Black Pond focuses on the land maintained by the Elmbridge Natural History Society outside of London. While scientists speak about the plants and animals native to the region, Rinland’s colorful still 16mm photography blends with historical photos of the land in a way that makes the film feel outside time. Between past and present, the landscape has minimally changed. Records show it was occupied for a time in the 1600s by The Diggers, a proto-anarchist political dissident group. This historical connection to some of the earliest recognized agrarian socialists roots the film in a vaster conversation about the shift in Western environmentalist movements from radical to mainstream.
MUBI’s other Rinland selection, Things That, At A Distance, Resemble Another (2019), is similarly focused on scientists who work with collections of natural and historical artifacts. The professionals profiled are all involved in the process of either restoring or fabricating materials, and the film’s central gambit is to move so fluidly between the two that the real and the fake become inseparable. The film’s main “character,” as such, is a chipped elephant tusk that goes through numerous rounds of cleaning, sculpting, and smoothing to create a pristine final product.

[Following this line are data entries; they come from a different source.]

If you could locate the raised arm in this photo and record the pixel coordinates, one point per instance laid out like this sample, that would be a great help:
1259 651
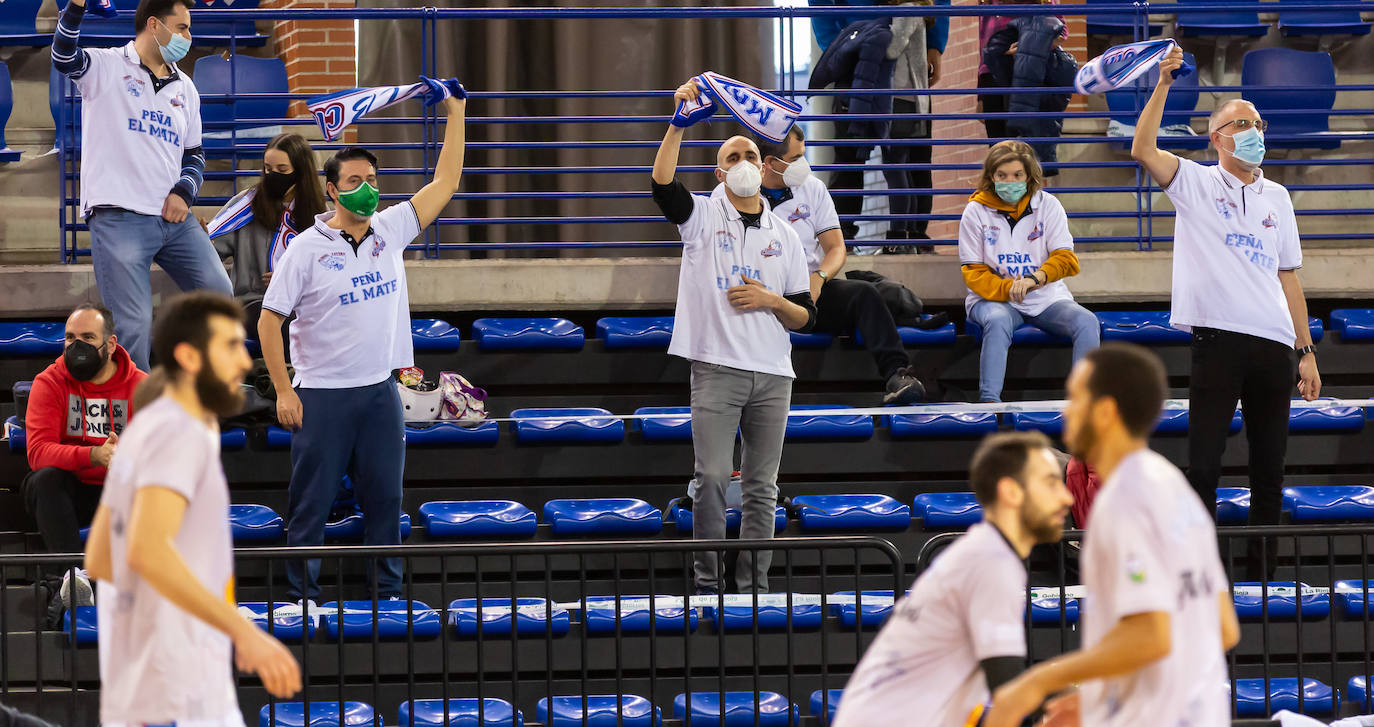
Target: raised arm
432 199
1145 149
66 57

Showing that the art of preservation sometimes involves reverting a natural thing to such a pure state as to render it completely unnatural, Rinland interrogates what it means to maintain a version of the natural world that may have never existed.
However, Rinland seems more optimistic and reverent of these practices than the aforementioned suggests; she features her own hands doing ceramics work in Those That, At A Distance… The film’s final image is foreboding nonetheless; with its restoration complete, a 3D-rendered version of the elephant tusk spins slowly in mid-air, calling to mind an item inventory screen in an early 3D video game. The image is startling, if only for being a clear departure from the warm celluloid-based images that make up the rest of the film. But the sudden intrusion of the digital is the logical progression of a film that also features laser-cleaning of dirt from an elephant tusk. No matter how “true” the physical process of capturing images on film, it’s still an elaborately constructed human invention that creates a copy of reality.
In taking the film in conversation with Black Pond, Rinland is clearly fascinated with the point at which the natural becomes unnatural through human conservation. Even the overtly environmentalist work of the Elmbridge Natural History Society can be bogged down in technicality, studying, and demystifying the natural world to the point where the land is more like a zoo with invisible walls, or a Baudrillardian copy of nature.
Although Black Pond takes this on more directly, both films are also haunted by the specters of those who used to inhabit the worlds we preserve. The Diggers, in particular, lend a political subtext to Rinland’s work; early agrarian socialists (as well as the Indigenous peoples whose artifacts are being handled in Those That, At A Distance…) used the land symbiotically, and they recognized a human role in an ecosystem that was both sustainable and sociopolitically necessary. Regardless of the quality of work, a nationally-backed government body now specifically tending the land to prevent excessive human interaction feels ironic with this framing. But Rinland is careful to still recognize the necessity of the work. It is not environmentalists’ fault that the safest way to engage with the world happens to be with gloves on. Rinland’s keen ability to explore this historical ambiguity through beautiful imagery makes her films necessary viewing.